3 Ways to Infuse Your Story with Theme

When you ask a fiction writer what her story is about, she will usually explain the plot. Yes, plot is what the story is about, but theme is what the story is really about, simmering below the plot. In this post we’ll look at 3 ways to infuse your story with theme.

Do you really have to have a theme for your book? Not necessarily in a formal sense—but think about theme as some essential takeaway thought you want to leave your reader with when they finish the book. Theme speaks to your plot, but more so to the heart of your story. One way to get to your theme is to ask yourself just why you are writing this book.

Do you have a message or something you want to say to your readers, some commentary on life, society, government, faith, or some other issue? Even if you are not trying to push a “message” per se, your book should be about something.

What Is Theme?

Theme isn’t a word, like justice. Theme is better understood as a question or a scenario. Theme is the character’s inner motivation made universal, and every story can have theme at its heart.

As you work on infusing your story with theme, consider posing your theme as a question. Instead of bluntly stating your theme at key moments in your story, allow your characters to grapple with it organically. This approach invites readers to engage with the theme on a deeper level, sparking introspection and critical thinking.

Take, for example, the novel The Martian by Andy Weir. While the plot primarily revolves around the survival of an astronaut stranded on Mars, it also raises profound questions about the value of human life and the lengths we would go to save a single individual.
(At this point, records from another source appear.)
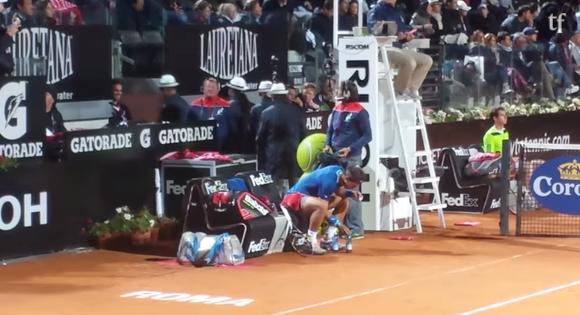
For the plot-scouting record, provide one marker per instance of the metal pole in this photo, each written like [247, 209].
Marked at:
[504, 216]
[360, 13]
[335, 16]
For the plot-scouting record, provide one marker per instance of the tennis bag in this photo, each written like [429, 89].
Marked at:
[201, 249]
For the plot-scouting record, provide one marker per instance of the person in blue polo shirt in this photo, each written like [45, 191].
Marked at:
[348, 132]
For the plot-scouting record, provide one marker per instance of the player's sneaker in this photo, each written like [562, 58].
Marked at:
[317, 249]
[331, 244]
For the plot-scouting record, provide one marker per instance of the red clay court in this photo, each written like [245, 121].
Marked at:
[458, 271]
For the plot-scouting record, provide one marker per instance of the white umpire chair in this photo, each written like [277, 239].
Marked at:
[363, 60]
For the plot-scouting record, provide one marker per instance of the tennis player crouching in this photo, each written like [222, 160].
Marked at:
[319, 191]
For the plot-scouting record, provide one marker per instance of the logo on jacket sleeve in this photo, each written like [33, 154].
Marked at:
[556, 184]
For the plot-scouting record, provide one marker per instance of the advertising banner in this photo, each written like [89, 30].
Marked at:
[558, 128]
[22, 117]
[194, 53]
[75, 60]
[153, 140]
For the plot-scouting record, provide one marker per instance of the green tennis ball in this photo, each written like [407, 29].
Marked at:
[308, 150]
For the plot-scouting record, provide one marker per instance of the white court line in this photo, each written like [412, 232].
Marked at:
[521, 298]
[398, 285]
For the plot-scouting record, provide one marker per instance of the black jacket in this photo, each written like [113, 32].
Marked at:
[174, 109]
[282, 128]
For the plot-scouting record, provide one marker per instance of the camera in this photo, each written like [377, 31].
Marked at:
[274, 63]
[329, 70]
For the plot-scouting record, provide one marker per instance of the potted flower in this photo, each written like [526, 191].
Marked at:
[145, 213]
[141, 230]
[101, 233]
[7, 163]
[167, 228]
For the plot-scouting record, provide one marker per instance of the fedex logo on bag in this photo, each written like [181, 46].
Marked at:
[463, 200]
[262, 179]
[259, 246]
[556, 184]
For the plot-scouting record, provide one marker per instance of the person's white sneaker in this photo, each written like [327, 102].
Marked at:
[572, 89]
[414, 95]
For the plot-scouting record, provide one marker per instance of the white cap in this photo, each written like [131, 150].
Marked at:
[463, 6]
[167, 80]
[237, 83]
[278, 89]
[265, 86]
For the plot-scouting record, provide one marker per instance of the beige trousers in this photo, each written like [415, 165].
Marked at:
[413, 68]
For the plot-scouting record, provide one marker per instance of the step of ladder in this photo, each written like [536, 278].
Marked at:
[410, 153]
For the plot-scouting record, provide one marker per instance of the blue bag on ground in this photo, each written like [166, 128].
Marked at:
[201, 249]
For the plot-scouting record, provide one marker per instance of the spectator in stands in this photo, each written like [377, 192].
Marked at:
[292, 97]
[227, 15]
[308, 96]
[348, 132]
[495, 73]
[482, 20]
[575, 53]
[281, 130]
[325, 98]
[345, 21]
[6, 41]
[54, 121]
[202, 13]
[44, 13]
[120, 112]
[538, 72]
[413, 66]
[437, 18]
[422, 20]
[252, 14]
[175, 14]
[453, 26]
[522, 85]
[560, 52]
[24, 10]
[517, 22]
[212, 107]
[175, 108]
[256, 111]
[321, 23]
[140, 16]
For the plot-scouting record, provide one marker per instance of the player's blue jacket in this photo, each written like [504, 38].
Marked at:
[349, 127]
[321, 183]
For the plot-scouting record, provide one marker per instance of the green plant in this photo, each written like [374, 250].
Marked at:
[166, 220]
[145, 213]
[99, 229]
[141, 224]
[122, 221]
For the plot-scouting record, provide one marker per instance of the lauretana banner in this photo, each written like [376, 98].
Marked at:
[194, 53]
[75, 60]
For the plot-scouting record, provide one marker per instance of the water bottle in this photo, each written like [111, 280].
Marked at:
[349, 244]
[335, 246]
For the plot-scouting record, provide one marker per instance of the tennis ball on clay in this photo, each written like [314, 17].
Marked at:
[308, 150]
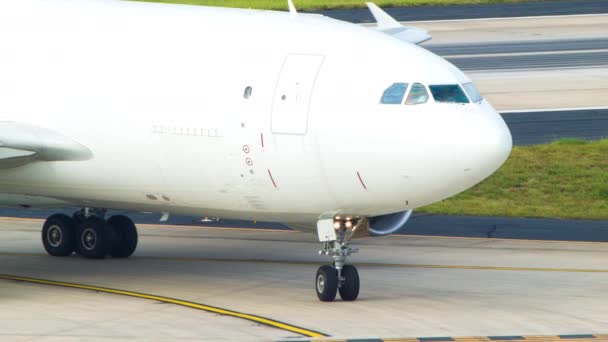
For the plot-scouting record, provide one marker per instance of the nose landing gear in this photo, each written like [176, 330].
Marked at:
[90, 235]
[337, 277]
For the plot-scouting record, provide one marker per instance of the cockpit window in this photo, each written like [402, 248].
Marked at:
[418, 94]
[394, 94]
[472, 91]
[449, 93]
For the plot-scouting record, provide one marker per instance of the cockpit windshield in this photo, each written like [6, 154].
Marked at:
[448, 93]
[394, 94]
[418, 94]
[472, 91]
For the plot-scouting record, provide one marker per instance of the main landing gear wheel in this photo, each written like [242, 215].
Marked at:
[59, 235]
[124, 235]
[326, 283]
[93, 238]
[90, 235]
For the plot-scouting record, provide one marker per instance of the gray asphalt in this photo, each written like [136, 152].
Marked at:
[529, 62]
[535, 54]
[529, 128]
[419, 224]
[526, 9]
[527, 46]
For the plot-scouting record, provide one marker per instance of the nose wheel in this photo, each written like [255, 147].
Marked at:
[329, 283]
[337, 278]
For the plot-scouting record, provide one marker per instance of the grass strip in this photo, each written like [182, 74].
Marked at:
[565, 179]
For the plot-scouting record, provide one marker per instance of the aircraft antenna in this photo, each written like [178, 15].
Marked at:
[292, 8]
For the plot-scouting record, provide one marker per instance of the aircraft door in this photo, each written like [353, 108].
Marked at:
[293, 93]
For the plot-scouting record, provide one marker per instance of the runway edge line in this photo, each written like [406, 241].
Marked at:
[253, 318]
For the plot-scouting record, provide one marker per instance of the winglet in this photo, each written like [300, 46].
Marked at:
[292, 8]
[385, 21]
[390, 26]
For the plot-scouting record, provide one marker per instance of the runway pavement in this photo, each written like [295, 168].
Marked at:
[504, 10]
[541, 127]
[411, 287]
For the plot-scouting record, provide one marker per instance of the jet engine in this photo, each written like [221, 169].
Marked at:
[387, 224]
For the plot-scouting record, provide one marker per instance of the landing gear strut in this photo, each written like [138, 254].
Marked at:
[337, 277]
[89, 234]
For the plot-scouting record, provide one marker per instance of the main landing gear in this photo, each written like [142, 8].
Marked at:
[89, 234]
[337, 277]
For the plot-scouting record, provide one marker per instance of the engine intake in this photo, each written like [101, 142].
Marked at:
[388, 224]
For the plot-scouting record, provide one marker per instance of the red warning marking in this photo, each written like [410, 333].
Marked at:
[361, 180]
[272, 179]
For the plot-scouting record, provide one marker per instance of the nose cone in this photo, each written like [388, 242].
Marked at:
[494, 142]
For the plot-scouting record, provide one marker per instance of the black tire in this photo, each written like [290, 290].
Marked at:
[93, 238]
[349, 290]
[59, 235]
[326, 283]
[124, 235]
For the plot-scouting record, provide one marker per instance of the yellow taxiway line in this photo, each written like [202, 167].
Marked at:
[257, 319]
[360, 264]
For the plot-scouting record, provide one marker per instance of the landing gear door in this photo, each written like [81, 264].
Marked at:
[293, 93]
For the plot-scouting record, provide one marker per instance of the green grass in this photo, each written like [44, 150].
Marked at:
[564, 179]
[326, 4]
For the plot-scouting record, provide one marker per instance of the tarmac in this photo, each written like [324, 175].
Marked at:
[411, 286]
[201, 283]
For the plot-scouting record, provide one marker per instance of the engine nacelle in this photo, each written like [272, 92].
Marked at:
[387, 224]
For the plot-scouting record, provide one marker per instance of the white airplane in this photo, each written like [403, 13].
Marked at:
[320, 124]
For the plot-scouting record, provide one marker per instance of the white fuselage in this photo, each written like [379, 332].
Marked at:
[156, 92]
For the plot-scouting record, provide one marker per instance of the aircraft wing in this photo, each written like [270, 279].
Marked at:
[22, 143]
[392, 27]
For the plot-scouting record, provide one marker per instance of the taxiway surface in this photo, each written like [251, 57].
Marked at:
[411, 286]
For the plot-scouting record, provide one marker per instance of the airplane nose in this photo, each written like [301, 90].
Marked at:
[496, 142]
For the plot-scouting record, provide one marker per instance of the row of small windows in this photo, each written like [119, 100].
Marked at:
[418, 94]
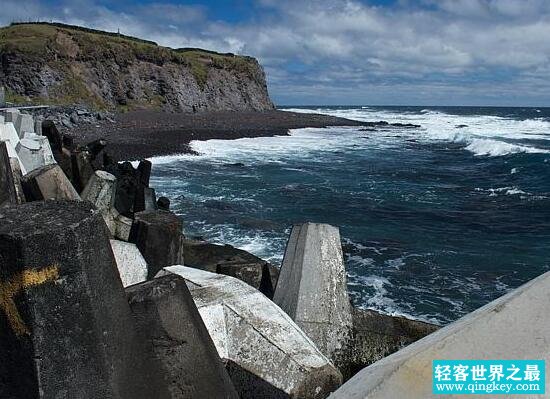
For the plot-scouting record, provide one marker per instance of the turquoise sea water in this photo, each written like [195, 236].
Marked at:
[435, 221]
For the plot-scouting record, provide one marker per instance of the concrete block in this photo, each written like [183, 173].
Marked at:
[130, 263]
[8, 194]
[38, 127]
[100, 190]
[123, 226]
[312, 288]
[11, 115]
[514, 326]
[48, 182]
[158, 235]
[8, 133]
[231, 261]
[24, 123]
[34, 152]
[66, 329]
[166, 313]
[266, 353]
[376, 335]
[82, 169]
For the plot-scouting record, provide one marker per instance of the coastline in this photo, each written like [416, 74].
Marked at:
[144, 134]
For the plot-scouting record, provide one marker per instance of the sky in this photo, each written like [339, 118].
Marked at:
[342, 52]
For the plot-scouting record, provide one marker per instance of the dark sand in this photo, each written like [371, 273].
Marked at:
[143, 134]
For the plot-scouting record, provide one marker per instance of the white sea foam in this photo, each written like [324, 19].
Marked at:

These questions emerge naturally as the protagonist faces life-threatening challenges. By weaving these inquiries into the narrative, the author invites readers to ponder the ethical and moral dimensions of the story, making the theme of human resilience and the sanctity of life all the more poignant.

By employing this technique, you can let your characters, their actions, and their dialogues become vessels through which your theme is explored. This not only makes the theme more relatable but also ensures that it emerges naturally from the story’s progression.

Here are three ways to infuse your story with theme:

1. Explore Your Protagonist’s Motivation

One compelling way to integrate theme into your story is by delving into your protagonist’s motivation. Your character’s inner journey requires that they confront the values and morals they uphold. As they navigate challenges, make choices, and undergo transformation, the theme can subtly evolve and take shape.

Consider the classic hero’s journey, where the protagonist embarks on a quest, faces trials, and emerges transformed. This transformation is often synonymous with the revelation of the story’s theme. The protagonist’s growth and change illuminate the overarching message or lesson.

For instance, in the classic movie The Wizard of Oz, Dorothy’s journey to the Emerald City isn’t just about finding her way home; it’s a journey of self-discovery and the realization that the power to achieve her goals is within her all along. This theme of self-belief and inner strength emerges as Dorothy undergoes her trials and overcomes obstacles. Viewers root for her as she learns her life lessons and finds the happiness that eluded her at the start of the movie.

One of the movie’s themes is uttered by Dorothy in the last words of the final scene: “There is no place like home!” And who can forget her timeless words about what she learned from her adventures: “If I ever go looking for my heart’s desire again, I won’t look any further than my own backyard; because if it isn’t there, I never really lost it to begin with.” It doesn’t get more profound than that!

2. Give Voice to Opposition

Conflict is the lifeblood of storytelling, and it can be a potent tool for bringing out themes. Don’t shy away from presenting opposing viewpoints and beliefs within your story.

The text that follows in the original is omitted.